DESIGN & TESTING


Our objective was to build a pet robot that integrates computer vision and speech recognition to closely resemble various characteristics of a real pet. Figure 1 displays a high level overview of the project design. The robot uses a microphone to take as input a user's voice commands. This input is passed to a speech recognition engine within the Raspberry Pi which processes and deciphers the voice commands. Once the speech is understood, the Raspbery Pi executes the function corresponding to that voice command. When the command demands that the robot navigate to an object, the OpenCV library is used to enable the robot to autonomously travel towards the ball.

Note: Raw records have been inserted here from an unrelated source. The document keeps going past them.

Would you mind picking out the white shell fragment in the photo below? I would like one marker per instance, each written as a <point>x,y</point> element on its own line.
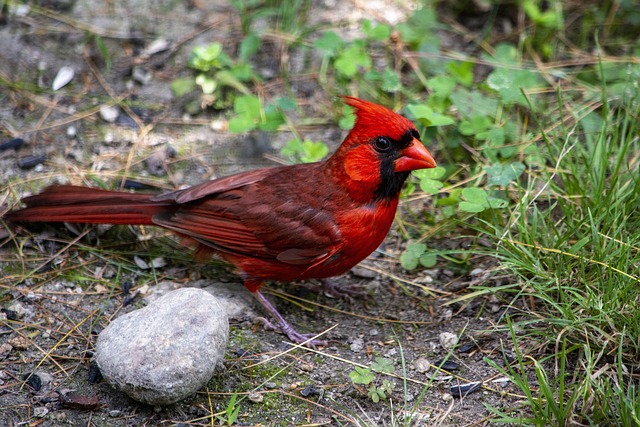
<point>64,76</point>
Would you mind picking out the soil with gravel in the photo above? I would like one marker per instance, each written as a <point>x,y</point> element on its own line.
<point>61,286</point>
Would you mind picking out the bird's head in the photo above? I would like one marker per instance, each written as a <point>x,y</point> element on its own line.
<point>380,150</point>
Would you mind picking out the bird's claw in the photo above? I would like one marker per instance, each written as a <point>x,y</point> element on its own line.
<point>295,336</point>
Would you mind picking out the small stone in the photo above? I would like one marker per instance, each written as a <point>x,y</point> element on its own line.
<point>5,349</point>
<point>109,113</point>
<point>166,351</point>
<point>422,365</point>
<point>357,345</point>
<point>40,412</point>
<point>158,262</point>
<point>448,340</point>
<point>64,76</point>
<point>141,75</point>
<point>19,343</point>
<point>255,397</point>
<point>18,309</point>
<point>141,263</point>
<point>365,273</point>
<point>307,367</point>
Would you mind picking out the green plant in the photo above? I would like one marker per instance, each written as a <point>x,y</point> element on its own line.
<point>231,411</point>
<point>216,72</point>
<point>365,376</point>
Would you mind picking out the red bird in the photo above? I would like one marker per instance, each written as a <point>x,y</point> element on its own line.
<point>287,223</point>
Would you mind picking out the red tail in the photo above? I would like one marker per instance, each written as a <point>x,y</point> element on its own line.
<point>68,203</point>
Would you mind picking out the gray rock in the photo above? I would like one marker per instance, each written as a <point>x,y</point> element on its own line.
<point>166,351</point>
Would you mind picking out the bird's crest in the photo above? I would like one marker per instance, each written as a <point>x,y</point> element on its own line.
<point>373,119</point>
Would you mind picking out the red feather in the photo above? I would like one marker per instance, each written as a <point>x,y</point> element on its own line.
<point>286,223</point>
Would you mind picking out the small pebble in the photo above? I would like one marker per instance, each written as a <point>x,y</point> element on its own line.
<point>64,76</point>
<point>255,397</point>
<point>14,143</point>
<point>28,162</point>
<point>422,365</point>
<point>365,273</point>
<point>448,340</point>
<point>18,309</point>
<point>109,113</point>
<point>5,349</point>
<point>357,345</point>
<point>40,412</point>
<point>72,132</point>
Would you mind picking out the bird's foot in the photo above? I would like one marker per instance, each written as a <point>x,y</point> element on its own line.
<point>334,289</point>
<point>295,336</point>
<point>282,326</point>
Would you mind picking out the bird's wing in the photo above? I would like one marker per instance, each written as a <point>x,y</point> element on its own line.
<point>254,216</point>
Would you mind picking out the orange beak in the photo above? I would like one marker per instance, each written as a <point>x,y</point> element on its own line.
<point>415,156</point>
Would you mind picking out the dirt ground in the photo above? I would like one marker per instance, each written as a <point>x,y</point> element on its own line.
<point>59,289</point>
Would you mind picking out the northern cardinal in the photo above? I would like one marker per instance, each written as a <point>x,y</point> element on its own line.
<point>304,221</point>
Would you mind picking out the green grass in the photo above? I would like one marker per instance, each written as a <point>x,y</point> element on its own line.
<point>536,132</point>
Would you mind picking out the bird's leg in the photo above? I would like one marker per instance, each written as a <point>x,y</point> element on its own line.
<point>283,326</point>
<point>333,288</point>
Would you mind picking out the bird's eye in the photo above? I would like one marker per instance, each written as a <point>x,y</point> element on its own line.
<point>382,144</point>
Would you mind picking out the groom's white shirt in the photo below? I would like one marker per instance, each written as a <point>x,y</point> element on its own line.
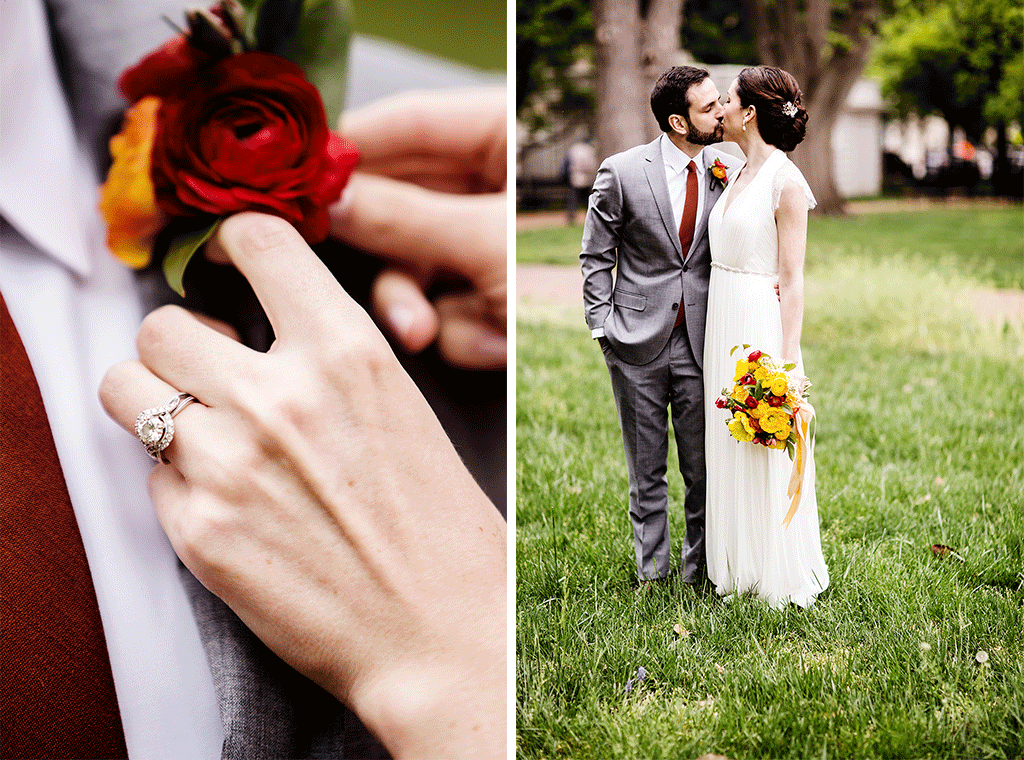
<point>77,311</point>
<point>675,174</point>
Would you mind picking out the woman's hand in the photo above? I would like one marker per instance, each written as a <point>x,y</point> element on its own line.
<point>314,491</point>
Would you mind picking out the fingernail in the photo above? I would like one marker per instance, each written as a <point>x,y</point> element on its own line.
<point>401,318</point>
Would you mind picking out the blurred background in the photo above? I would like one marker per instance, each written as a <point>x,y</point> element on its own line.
<point>905,97</point>
<point>470,33</point>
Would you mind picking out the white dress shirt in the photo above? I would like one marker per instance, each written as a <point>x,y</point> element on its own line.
<point>77,310</point>
<point>675,174</point>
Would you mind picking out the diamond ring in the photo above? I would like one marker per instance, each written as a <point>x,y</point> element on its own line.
<point>155,427</point>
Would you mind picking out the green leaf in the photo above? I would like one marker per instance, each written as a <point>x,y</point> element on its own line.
<point>179,253</point>
<point>317,41</point>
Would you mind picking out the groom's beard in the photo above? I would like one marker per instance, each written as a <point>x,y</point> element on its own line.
<point>697,137</point>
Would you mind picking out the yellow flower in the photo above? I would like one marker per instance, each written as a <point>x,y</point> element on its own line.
<point>775,420</point>
<point>127,200</point>
<point>759,411</point>
<point>740,427</point>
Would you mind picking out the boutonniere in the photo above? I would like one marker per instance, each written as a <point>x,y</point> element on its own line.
<point>718,171</point>
<point>229,115</point>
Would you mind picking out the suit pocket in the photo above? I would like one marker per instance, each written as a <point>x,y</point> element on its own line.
<point>630,300</point>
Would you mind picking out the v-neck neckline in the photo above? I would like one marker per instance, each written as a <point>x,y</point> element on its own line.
<point>730,200</point>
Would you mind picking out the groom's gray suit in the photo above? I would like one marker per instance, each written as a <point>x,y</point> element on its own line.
<point>267,709</point>
<point>653,364</point>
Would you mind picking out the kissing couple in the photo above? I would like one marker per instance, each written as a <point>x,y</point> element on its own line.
<point>709,254</point>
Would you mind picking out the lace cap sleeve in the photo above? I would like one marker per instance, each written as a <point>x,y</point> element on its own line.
<point>785,172</point>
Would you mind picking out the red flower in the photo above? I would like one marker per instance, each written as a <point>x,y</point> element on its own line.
<point>249,132</point>
<point>718,170</point>
<point>175,64</point>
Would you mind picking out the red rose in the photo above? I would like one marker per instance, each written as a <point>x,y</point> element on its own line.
<point>174,64</point>
<point>250,133</point>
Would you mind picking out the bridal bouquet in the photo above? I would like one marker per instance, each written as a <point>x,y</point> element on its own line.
<point>768,406</point>
<point>764,402</point>
<point>229,115</point>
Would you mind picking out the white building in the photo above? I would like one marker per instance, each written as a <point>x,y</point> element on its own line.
<point>857,140</point>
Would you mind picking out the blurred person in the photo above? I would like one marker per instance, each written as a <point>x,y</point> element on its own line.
<point>154,665</point>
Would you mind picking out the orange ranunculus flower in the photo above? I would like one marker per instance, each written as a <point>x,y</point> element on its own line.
<point>127,200</point>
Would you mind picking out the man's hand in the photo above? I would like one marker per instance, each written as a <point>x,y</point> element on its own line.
<point>313,490</point>
<point>430,197</point>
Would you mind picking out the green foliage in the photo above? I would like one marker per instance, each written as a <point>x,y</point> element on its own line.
<point>318,42</point>
<point>717,32</point>
<point>552,36</point>
<point>986,242</point>
<point>179,252</point>
<point>960,58</point>
<point>919,442</point>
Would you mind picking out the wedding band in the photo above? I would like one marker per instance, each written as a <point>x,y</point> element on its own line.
<point>155,427</point>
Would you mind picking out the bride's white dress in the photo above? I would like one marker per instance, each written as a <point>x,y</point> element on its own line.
<point>747,544</point>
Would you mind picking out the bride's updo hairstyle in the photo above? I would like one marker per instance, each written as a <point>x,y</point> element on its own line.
<point>777,99</point>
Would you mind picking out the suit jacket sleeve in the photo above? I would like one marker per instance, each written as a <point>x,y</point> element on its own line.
<point>600,245</point>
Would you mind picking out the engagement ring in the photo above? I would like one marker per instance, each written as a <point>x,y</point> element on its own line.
<point>155,427</point>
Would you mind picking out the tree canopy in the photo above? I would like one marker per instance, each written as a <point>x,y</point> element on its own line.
<point>965,59</point>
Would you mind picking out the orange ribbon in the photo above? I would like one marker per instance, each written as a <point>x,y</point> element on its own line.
<point>805,448</point>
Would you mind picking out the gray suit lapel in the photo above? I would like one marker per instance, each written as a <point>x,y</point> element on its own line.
<point>712,195</point>
<point>654,169</point>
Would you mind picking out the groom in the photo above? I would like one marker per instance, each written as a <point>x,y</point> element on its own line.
<point>648,219</point>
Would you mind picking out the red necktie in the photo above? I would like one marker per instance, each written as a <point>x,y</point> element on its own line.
<point>56,691</point>
<point>688,221</point>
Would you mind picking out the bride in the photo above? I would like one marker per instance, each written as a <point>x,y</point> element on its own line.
<point>758,235</point>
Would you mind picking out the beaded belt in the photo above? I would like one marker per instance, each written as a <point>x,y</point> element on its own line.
<point>742,271</point>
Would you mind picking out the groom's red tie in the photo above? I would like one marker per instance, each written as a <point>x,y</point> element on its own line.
<point>56,691</point>
<point>688,222</point>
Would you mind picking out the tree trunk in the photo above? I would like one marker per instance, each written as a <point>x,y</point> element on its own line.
<point>631,51</point>
<point>797,42</point>
<point>814,157</point>
<point>616,54</point>
<point>659,50</point>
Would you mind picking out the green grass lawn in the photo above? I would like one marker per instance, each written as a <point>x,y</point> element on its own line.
<point>985,244</point>
<point>920,441</point>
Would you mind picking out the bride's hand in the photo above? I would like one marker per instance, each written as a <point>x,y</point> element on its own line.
<point>314,491</point>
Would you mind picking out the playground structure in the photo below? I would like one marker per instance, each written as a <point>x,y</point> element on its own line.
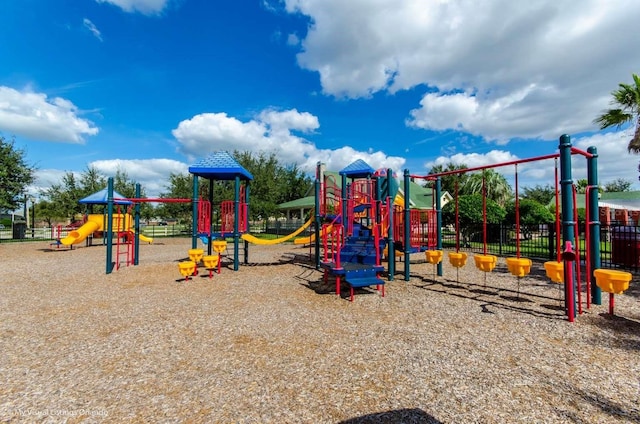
<point>567,267</point>
<point>357,222</point>
<point>123,225</point>
<point>362,219</point>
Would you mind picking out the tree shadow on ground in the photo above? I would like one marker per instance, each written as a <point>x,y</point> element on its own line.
<point>623,333</point>
<point>407,416</point>
<point>505,299</point>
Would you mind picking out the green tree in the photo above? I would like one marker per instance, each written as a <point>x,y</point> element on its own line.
<point>541,194</point>
<point>15,175</point>
<point>531,215</point>
<point>64,197</point>
<point>618,185</point>
<point>496,186</point>
<point>46,211</point>
<point>448,182</point>
<point>470,215</point>
<point>273,183</point>
<point>626,110</point>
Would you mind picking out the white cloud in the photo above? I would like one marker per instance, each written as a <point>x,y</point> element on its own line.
<point>293,40</point>
<point>499,69</point>
<point>92,28</point>
<point>146,7</point>
<point>613,161</point>
<point>152,174</point>
<point>37,117</point>
<point>270,131</point>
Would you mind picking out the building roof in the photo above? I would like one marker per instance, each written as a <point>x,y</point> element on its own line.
<point>220,166</point>
<point>358,169</point>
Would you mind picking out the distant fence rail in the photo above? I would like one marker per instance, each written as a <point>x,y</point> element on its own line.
<point>619,244</point>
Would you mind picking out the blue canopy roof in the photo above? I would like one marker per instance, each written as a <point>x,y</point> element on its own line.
<point>358,169</point>
<point>100,198</point>
<point>220,166</point>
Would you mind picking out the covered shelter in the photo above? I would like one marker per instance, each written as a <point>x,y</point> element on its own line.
<point>222,166</point>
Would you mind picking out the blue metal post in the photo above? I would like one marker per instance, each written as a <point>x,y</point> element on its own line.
<point>194,213</point>
<point>136,228</point>
<point>246,220</point>
<point>594,225</point>
<point>236,234</point>
<point>209,238</point>
<point>568,222</point>
<point>109,225</point>
<point>407,224</point>
<point>345,194</point>
<point>439,221</point>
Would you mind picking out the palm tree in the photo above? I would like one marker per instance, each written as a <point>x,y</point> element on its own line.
<point>627,100</point>
<point>496,186</point>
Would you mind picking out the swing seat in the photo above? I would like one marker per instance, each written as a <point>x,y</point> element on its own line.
<point>210,261</point>
<point>457,259</point>
<point>485,263</point>
<point>219,246</point>
<point>612,281</point>
<point>555,271</point>
<point>519,267</point>
<point>186,268</point>
<point>433,256</point>
<point>195,255</point>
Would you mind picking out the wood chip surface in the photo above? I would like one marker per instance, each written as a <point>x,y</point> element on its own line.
<point>272,343</point>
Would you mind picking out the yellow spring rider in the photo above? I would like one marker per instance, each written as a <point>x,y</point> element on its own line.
<point>210,262</point>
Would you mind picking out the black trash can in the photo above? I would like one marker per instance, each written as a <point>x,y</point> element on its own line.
<point>19,230</point>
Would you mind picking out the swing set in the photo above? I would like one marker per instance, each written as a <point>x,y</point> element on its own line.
<point>566,269</point>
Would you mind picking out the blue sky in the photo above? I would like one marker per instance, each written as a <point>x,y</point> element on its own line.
<point>150,86</point>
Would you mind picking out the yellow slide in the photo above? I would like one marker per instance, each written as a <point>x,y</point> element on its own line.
<point>79,235</point>
<point>95,222</point>
<point>255,240</point>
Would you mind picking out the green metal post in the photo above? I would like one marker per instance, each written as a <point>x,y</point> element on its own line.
<point>594,225</point>
<point>109,225</point>
<point>568,222</point>
<point>407,223</point>
<point>194,213</point>
<point>439,221</point>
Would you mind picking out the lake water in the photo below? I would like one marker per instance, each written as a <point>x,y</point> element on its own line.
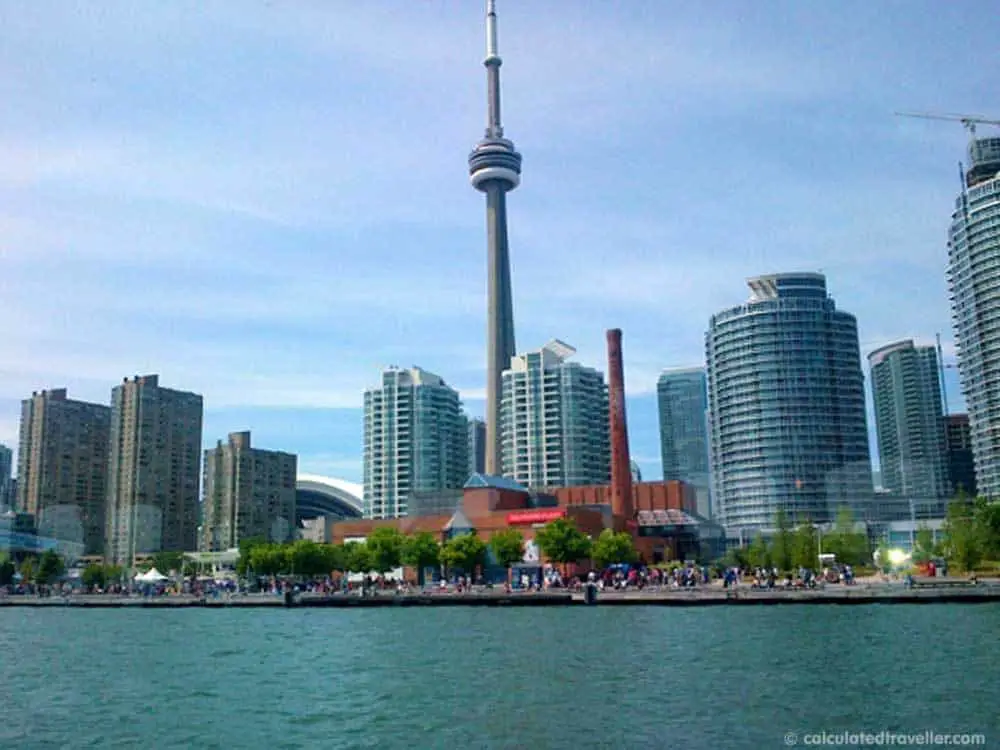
<point>624,677</point>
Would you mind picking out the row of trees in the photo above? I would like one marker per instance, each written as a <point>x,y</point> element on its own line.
<point>43,569</point>
<point>792,548</point>
<point>971,535</point>
<point>387,548</point>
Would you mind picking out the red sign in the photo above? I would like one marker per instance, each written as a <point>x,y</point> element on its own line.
<point>534,516</point>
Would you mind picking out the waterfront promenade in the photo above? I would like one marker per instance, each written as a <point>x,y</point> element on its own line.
<point>951,591</point>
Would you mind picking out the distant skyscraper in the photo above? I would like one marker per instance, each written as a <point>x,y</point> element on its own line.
<point>153,479</point>
<point>416,440</point>
<point>682,395</point>
<point>249,492</point>
<point>958,441</point>
<point>974,278</point>
<point>555,420</point>
<point>906,392</point>
<point>477,446</point>
<point>62,467</point>
<point>786,397</point>
<point>6,457</point>
<point>495,169</point>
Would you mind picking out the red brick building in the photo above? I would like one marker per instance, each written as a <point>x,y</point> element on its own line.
<point>490,504</point>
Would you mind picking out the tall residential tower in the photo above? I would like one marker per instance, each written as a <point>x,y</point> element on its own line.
<point>153,475</point>
<point>906,392</point>
<point>555,420</point>
<point>477,446</point>
<point>249,492</point>
<point>974,278</point>
<point>415,441</point>
<point>6,481</point>
<point>495,169</point>
<point>62,467</point>
<point>786,398</point>
<point>682,395</point>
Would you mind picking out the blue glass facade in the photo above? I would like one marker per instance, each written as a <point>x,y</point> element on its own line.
<point>974,278</point>
<point>682,397</point>
<point>786,406</point>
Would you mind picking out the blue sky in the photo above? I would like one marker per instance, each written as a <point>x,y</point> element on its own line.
<point>267,202</point>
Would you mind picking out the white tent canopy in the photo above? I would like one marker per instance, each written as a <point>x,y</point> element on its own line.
<point>151,576</point>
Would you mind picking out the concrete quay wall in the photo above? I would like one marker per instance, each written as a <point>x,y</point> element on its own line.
<point>838,595</point>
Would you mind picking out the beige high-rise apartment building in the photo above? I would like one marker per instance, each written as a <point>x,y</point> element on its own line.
<point>248,492</point>
<point>62,467</point>
<point>153,475</point>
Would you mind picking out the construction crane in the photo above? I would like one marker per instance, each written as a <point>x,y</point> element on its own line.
<point>969,121</point>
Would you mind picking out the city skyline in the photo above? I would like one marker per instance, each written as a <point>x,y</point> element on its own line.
<point>238,231</point>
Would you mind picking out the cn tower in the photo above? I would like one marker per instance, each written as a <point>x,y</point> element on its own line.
<point>495,169</point>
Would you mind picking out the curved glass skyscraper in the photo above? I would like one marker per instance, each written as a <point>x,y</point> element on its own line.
<point>974,278</point>
<point>786,406</point>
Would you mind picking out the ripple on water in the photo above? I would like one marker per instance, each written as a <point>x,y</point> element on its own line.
<point>457,678</point>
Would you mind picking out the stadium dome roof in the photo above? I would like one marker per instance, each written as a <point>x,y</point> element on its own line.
<point>327,496</point>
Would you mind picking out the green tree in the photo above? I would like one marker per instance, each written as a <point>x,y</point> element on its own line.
<point>385,546</point>
<point>333,557</point>
<point>27,570</point>
<point>168,562</point>
<point>923,545</point>
<point>50,567</point>
<point>962,538</point>
<point>560,541</point>
<point>987,516</point>
<point>781,542</point>
<point>7,570</point>
<point>421,551</point>
<point>113,573</point>
<point>306,558</point>
<point>246,547</point>
<point>849,546</point>
<point>758,555</point>
<point>507,546</point>
<point>94,576</point>
<point>357,558</point>
<point>611,547</point>
<point>805,547</point>
<point>464,552</point>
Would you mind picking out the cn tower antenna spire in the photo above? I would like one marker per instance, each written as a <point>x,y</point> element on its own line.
<point>492,62</point>
<point>495,169</point>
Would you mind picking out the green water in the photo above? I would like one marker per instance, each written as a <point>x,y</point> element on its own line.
<point>460,678</point>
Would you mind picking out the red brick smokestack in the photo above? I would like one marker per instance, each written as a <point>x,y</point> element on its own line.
<point>621,464</point>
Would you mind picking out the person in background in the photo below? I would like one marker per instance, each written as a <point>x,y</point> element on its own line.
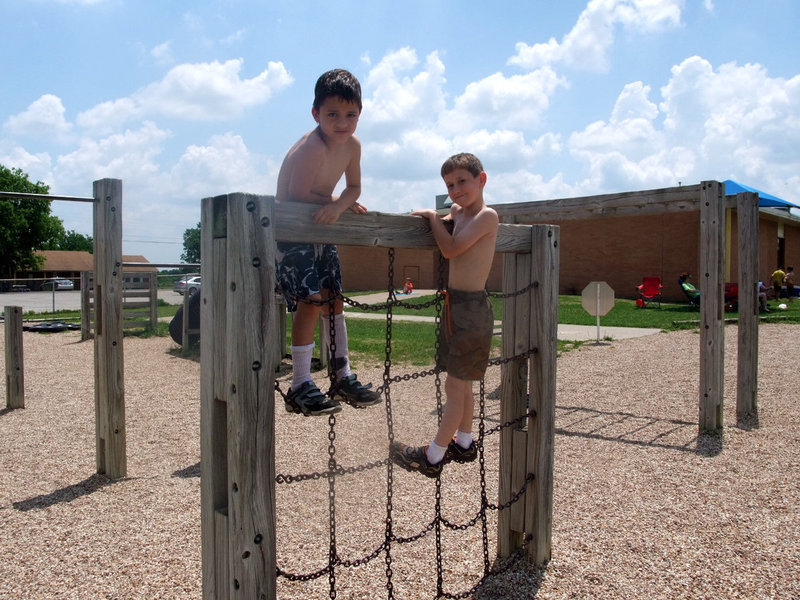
<point>788,281</point>
<point>777,277</point>
<point>309,274</point>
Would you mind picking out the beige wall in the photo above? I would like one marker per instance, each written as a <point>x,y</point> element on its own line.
<point>617,250</point>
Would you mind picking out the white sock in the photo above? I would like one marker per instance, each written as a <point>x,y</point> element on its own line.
<point>435,453</point>
<point>301,364</point>
<point>340,331</point>
<point>464,438</point>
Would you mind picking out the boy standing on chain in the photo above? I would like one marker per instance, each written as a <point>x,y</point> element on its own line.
<point>468,320</point>
<point>310,273</point>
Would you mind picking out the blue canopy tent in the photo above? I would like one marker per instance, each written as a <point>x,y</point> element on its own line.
<point>765,200</point>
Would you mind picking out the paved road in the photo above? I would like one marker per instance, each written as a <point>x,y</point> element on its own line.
<point>63,300</point>
<point>71,300</point>
<point>565,332</point>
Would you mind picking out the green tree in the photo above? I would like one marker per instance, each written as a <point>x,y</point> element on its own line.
<point>25,224</point>
<point>69,240</point>
<point>191,245</point>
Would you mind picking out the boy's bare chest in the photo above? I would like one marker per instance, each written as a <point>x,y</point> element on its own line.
<point>330,168</point>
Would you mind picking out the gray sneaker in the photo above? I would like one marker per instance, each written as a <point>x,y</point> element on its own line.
<point>308,400</point>
<point>355,393</point>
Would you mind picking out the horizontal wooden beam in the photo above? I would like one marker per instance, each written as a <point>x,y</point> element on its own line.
<point>646,202</point>
<point>29,196</point>
<point>294,223</point>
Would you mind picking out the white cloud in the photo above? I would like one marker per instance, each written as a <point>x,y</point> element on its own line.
<point>130,155</point>
<point>393,97</point>
<point>202,91</point>
<point>739,118</point>
<point>44,118</point>
<point>518,101</point>
<point>223,165</point>
<point>586,45</point>
<point>37,166</point>
<point>709,125</point>
<point>162,53</point>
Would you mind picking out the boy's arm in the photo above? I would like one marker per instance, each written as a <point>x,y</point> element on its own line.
<point>458,243</point>
<point>330,212</point>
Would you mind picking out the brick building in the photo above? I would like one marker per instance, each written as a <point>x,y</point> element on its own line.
<point>617,238</point>
<point>69,264</point>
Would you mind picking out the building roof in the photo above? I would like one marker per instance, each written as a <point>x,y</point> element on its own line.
<point>74,260</point>
<point>765,200</point>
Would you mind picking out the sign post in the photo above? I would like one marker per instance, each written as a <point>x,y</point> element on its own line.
<point>597,299</point>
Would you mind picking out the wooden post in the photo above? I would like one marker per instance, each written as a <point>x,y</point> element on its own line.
<point>513,402</point>
<point>542,388</point>
<point>213,410</point>
<point>239,526</point>
<point>109,386</point>
<point>15,370</point>
<point>528,448</point>
<point>712,323</point>
<point>153,287</point>
<point>86,305</point>
<point>747,364</point>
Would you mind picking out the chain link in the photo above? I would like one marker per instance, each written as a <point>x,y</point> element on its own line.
<point>335,470</point>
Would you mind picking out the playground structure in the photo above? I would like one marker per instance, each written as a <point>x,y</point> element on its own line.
<point>109,379</point>
<point>239,315</point>
<point>240,273</point>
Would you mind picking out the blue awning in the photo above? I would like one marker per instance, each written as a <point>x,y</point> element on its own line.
<point>765,200</point>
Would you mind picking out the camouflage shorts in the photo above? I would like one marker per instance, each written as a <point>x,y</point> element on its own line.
<point>303,270</point>
<point>466,334</point>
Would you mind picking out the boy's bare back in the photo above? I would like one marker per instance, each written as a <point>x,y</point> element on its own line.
<point>314,165</point>
<point>311,169</point>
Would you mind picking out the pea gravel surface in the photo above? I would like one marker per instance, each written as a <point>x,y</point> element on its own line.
<point>643,506</point>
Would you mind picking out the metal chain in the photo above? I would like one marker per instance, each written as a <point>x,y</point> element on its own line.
<point>387,364</point>
<point>335,470</point>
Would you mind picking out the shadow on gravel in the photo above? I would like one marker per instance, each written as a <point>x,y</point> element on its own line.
<point>65,494</point>
<point>521,581</point>
<point>190,471</point>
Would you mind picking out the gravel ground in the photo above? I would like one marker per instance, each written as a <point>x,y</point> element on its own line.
<point>643,509</point>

In recognizing speech, the Raspberry Pi searches through the user's command to find key words. If a key word is found, the robot translates the user's voice input to a command that it supports. The list of supported commands is shown in Figure 2. For example, one of the primary commands is the move command, which will move the robot in the specified direction. Other commands, such as saying "hello", will require the robot to reply to the user. For these situations, the robot is programmed with a set of replies that uses speech synthesis to convert strings into voice. The modular design allowed us to work in parallel and minimize dependencies between separate systems. This allowed for a efficient and effective workflow.

final project overview
Phrase Result
Play ball Goes to blue target and then to green target
Forward Moves robot forward
Backward Moves robot backward
Left Turns 90 degrees left and goes straight
Right Turns 90 degrees right and goes straight
Play song Plays a hardcoded song
Hi Replies hello to the user
Figure 1: Overview of Design
Figure 2: Supported commands

SPEECH RECOGNITION


Our initial goal was to use a local speech recognition engine on the Pi so that users can use the speech feature even without access to the Internet. However after testing with the local speech recognition engine, we decided to move to an on-line approach because the engine had a long delay in understanding simple phrases. In the end we used the Google Speech Recognition API to decipher user input. Through our testing, we found that it would take 32 seconds to recognize a pharse locally on the Raspberry Pi, while it would only take 0.04 seconds to recognize the same phrase using the Google Speech Recognition API. Our objective was to make a friendly pet robot that would instantly react to user inputs so we decided to use Google's Speech Recognition API to yield faster responses from the pet.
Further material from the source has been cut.